Il Movimento 5 stelle diventa adulto
A margine della Brexit è avvenuto un fatto che, pur sottolineato da molti commentatori, è passato in
secondo piano di fronte al disastro del risultato referendario. Ricordiamo come al Parlamento Europeo si
ebbe la nascita, praticamente obbligatoria visto che nessuno dei due convolatori a nozze aveva
singolarmente i numeri, di un unico gruppo tra il Movimento 5 Stelle e l’Ukip di Niger Farage. Un abbraccio
da molti definito velenoso per il dna razzista ed estremista del movimento inglese, ma difeso dagli allora
dignitari del Movimento per dovere di patria.
Al momento del referendum su brexit o bremain, in contrapposizione alle deliranti affermazioni dello
spudorato bugiardo Farage, il M5S ha dichiarato ufficialmente di essere a favore dell’Europa, pur se
vorrebbe tenere un referendum sulla moneta unica. Una posizione di grande responsabilità e che chiude a
tutte le polemiche e gli attacchi portati dal PD indirizzati a targare i pentastellati come anti-europeisti.
Peraltro una posizione che fa anche chiarezza una volta per tutte, anche se Grillo pubblicamente affermò
più volte di essere il primo europeista italiano, alcuni distinguo e divagazioni avevano lasciato adito a dubbi,
non ultima proprio l’unione ai dichiarata euroscettici inglesi.
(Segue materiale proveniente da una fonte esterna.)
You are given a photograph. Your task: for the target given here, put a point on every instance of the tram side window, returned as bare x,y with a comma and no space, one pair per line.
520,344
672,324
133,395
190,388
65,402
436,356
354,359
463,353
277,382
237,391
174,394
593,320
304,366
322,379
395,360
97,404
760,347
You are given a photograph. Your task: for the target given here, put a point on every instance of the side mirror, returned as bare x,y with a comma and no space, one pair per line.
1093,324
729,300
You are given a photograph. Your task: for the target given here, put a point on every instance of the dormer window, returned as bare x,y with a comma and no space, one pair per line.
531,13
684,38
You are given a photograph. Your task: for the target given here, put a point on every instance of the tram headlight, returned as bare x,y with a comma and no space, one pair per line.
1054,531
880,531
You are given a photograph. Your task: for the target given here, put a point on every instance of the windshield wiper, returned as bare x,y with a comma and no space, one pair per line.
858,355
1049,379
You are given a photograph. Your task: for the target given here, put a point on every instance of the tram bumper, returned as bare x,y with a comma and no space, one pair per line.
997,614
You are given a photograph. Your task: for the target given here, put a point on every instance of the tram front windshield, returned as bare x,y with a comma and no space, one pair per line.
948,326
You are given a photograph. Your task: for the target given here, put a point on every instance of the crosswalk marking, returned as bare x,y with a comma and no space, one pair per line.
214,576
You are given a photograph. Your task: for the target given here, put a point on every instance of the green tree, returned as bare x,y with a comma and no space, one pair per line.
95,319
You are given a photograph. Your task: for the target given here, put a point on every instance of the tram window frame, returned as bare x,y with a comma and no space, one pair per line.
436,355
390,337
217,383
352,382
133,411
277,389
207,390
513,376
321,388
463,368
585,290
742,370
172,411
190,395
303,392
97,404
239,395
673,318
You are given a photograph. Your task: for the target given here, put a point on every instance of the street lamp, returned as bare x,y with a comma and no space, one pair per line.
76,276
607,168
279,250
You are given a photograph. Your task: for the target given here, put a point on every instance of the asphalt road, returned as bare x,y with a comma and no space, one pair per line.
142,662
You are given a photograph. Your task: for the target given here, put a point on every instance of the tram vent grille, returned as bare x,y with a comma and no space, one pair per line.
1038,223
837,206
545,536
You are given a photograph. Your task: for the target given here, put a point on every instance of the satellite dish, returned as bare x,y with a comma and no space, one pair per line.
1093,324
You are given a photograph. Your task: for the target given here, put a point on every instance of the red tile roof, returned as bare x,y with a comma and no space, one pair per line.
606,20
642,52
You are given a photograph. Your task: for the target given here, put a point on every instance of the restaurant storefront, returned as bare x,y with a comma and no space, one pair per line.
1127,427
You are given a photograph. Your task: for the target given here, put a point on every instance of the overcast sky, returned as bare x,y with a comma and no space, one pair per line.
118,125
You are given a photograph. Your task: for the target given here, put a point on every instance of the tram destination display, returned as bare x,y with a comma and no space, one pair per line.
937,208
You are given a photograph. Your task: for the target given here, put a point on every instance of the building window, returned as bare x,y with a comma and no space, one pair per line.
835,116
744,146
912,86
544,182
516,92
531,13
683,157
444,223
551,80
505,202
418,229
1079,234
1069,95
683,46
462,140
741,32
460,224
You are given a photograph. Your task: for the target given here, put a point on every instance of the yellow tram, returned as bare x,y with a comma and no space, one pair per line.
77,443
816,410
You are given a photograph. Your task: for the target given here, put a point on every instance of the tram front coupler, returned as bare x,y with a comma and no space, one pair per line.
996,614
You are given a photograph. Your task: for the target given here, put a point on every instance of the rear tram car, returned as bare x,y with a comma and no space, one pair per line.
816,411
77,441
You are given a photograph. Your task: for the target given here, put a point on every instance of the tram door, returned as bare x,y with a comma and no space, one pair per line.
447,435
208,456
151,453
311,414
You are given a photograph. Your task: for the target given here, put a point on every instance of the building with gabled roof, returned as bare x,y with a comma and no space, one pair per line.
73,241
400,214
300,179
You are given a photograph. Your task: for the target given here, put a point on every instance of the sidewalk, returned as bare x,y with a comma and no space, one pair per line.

Questo è anche da ritenere un passaggio fondamentale nell’evoluzione del Movimento da forza popolare a
forza di governo, fattore già premiato con le vittorie a Torino e Roma, quindi l’assunzione di posizioni chiare
e forti, ma soprattutto in linea con i tempi e non solo con gli umori popolari del momento. Una evoluzione
che è in atto da tempo dove il segno più eclatante è stata la sparizione del nome di Grillo dallo stemma, con
la parziale spersonalizzazione e l’identificazione del Movimento stesso come forza autonoma.
Una autonomia che non è ancora pienamente compiuta, alcuni punti sono ancora suscettibili di una
ulteriore presa di coscienza, la distinzione semantica tra Movimento e Partito se era importante alla nascita
per distinguersi dalla ‘casta’, non lo è nell’accezione democratica del termine Partito. Un partito politico è la
naturale mediazione tra gli interessi particolari soggettivi e quelli della comunità, non deve essere
identificato come un ammasso di sedi e sperpero di soldi pubblici solamente, come sono adesso invero, ma
come naturale sbocco democratico alla vita politica dei cittadini. Poi nel dna dei desiderata pentastellati ci
sono una infinità di cose giuste, l’assenza di condanne, il limite ai mandati, e così via, sono tutti mezzi che
devono essere inglobati in una politica ‘sana’.
Resta il fatto che il Movimento si è oramai trasformato in un Partito, evoluzione inevitabile con l’assunzione
di ruoli istituzionali, magari sarebbe bene evitare il deleterio correntismo che sta già avvelenando la vita
romana con gli scontri sottotraccia tra Raggi e Lombardi. Ma il passo successivo sarà obbligatoriamente il
distacco dal legame con la Casaleggio, non può esistere un qualunque gruppo di cittadini che sia sottoposto
ad una supervisione di una società privata. Gli eletti devono essere in grado di adempiere i loro doveri
senza nessuna forma di interferenza e sottoposti solo ai voti degli elettori, e sarà altrettanto necessario che
il 5 Stelle si doti piuttosto di strutture tecniche come studi legali e think tank che supportino gli eletti nella
loro attività. Altrimenti risentiremo ancora persone come il pur, normalmente, bravissimo Di Battista, dire
scempiaggini in merito a presunti governi occulti della BCE che chiunque abbia un minimo di cultura
‘tecnica’ europea eviterebbe di pronunciare.